All of lore.kernel.org
 help / color / mirror / Atom feed
From: "Darrick J. Wong" <darrick.wong@oracle.com>
To: Dave Chinner <david@fromorbit.com>
Cc: linux-xfs@vger.kernel.org
Subject: Re: [PATCH 04/22] xfs: add helpers to dispose of old btree blocks after a repair
Date: Wed, 16 May 2018 12:34:25 -0700	[thread overview]
Message-ID: <20180516193425.GM23858@magnolia> (raw)
In-Reply-To: <20180516083232.GS23861@dastard>

On Wed, May 16, 2018 at 06:32:32PM +1000, Dave Chinner wrote:
> On Tue, May 15, 2018 at 03:34:04PM -0700, Darrick J. Wong wrote:
> > From: Darrick J. Wong <darrick.wong@oracle.com>
> > 
> > Now that we've plumbed in the ability to construct a list of dead btree
> > blocks following a repair, add more helpers to dispose of them.  This is
> > done by examining the rmapbt -- if the btree was the only owner we can
> > free the block, otherwise it's crosslinked and we can only remove the
> > rmapbt record.
> > 
> > Signed-off-by: Darrick J. Wong <darrick.wong@oracle.com>
> > ---
> >  fs/xfs/scrub/repair.c |  200 +++++++++++++++++++++++++++++++++++++++++++++++++
> >  fs/xfs/scrub/repair.h |    3 +
> >  2 files changed, 202 insertions(+), 1 deletion(-)
> > 
> > 
> > diff --git a/fs/xfs/scrub/repair.c b/fs/xfs/scrub/repair.c
> > index 8e8ecddd7537..d820e01d1146 100644
> > --- a/fs/xfs/scrub/repair.c
> > +++ b/fs/xfs/scrub/repair.c
> > @@ -362,6 +362,173 @@ xfs_repair_init_btblock(
> >  	return 0;
> >  }
> >  
> > +/* Ensure the freelist is the correct size. */
> > +int
> > +xfs_repair_fix_freelist(
> > +	struct xfs_scrub_context	*sc,
> > +	bool				can_shrink)
> > +{
> > +	struct xfs_alloc_arg		args = {0};
> > +	int				error;
> > +
> > +	args.mp = sc->mp;
> > +	args.tp = sc->tp;
> > +	args.agno = sc->sa.agno;
> > +	args.alignment = 1;
> > +	args.pag = xfs_perag_get(args.mp, sc->sa.agno);
> > +
> > +	error = xfs_alloc_fix_freelist(&args,
> > +			can_shrink ? 0 : XFS_ALLOC_FLAG_NOSHRINK);
> > +	xfs_perag_put(args.pag);
> 
> with all these pag lookups, I'm starting to wonder if you should
> just add a lookup and store the pag in the scrub context?
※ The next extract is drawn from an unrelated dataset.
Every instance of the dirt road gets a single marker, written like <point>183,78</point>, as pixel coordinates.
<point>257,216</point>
That'd
> save a lot of lookups - the pag structures never go away and i never
> really intended them to be used like this in single, very short use
> contexts. Grab once per operation, hold the reference across the
> entire operation context, then release it....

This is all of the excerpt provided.